Doch war Sprankel zu einer Themenänderung bereit, Titel der Diplomarbeit war dann
„Die ethologische Bedeutung des Harnwaschens von Galago crassicaudatus E. Geoffroy,
1812 (Lorisiformes: Galagidae)“. Korrekt war dieser Titel – wie wir schon wissen –
nicht, da unsere Galagos tatsächlich der Species Galago garnettii zuzuordnen sind.
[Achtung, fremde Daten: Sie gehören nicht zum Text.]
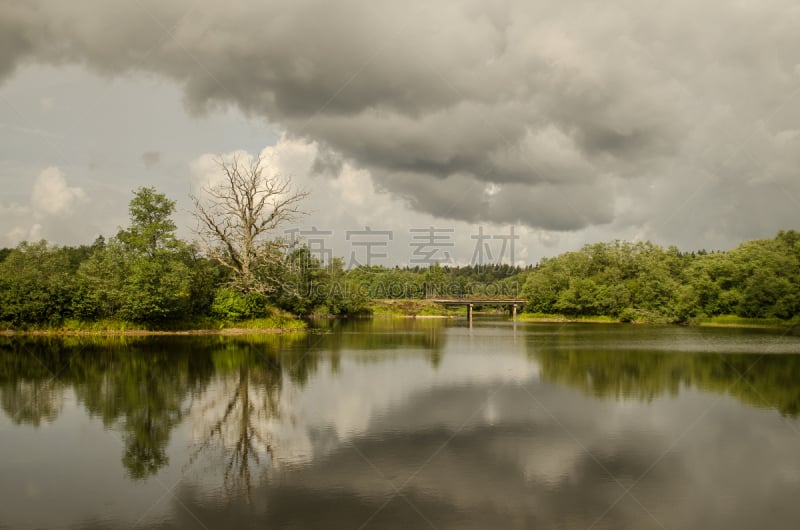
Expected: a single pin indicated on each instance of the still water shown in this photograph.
(404, 424)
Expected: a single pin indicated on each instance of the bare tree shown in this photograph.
(237, 217)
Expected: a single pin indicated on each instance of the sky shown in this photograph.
(449, 129)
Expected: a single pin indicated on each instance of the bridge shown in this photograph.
(511, 303)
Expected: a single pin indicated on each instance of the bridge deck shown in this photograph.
(477, 301)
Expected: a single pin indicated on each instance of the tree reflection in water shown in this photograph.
(236, 414)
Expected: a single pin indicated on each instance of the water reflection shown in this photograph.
(624, 369)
Zum Harnwaschen hatte ich geschrieben: „Bei diesem Vorgang neigen sich die
Tiere leicht zur Seite, führen Hand und Fuß an die Harnöffnung (Palma und
Planta9
zum Harnstrahl hin orientiert), fangen den Urin mit der Hand auf und verteilen ihn
durch Aneinanderreiben der homolateralen Hand- und Fußflächen.“ ([234], Seite 2)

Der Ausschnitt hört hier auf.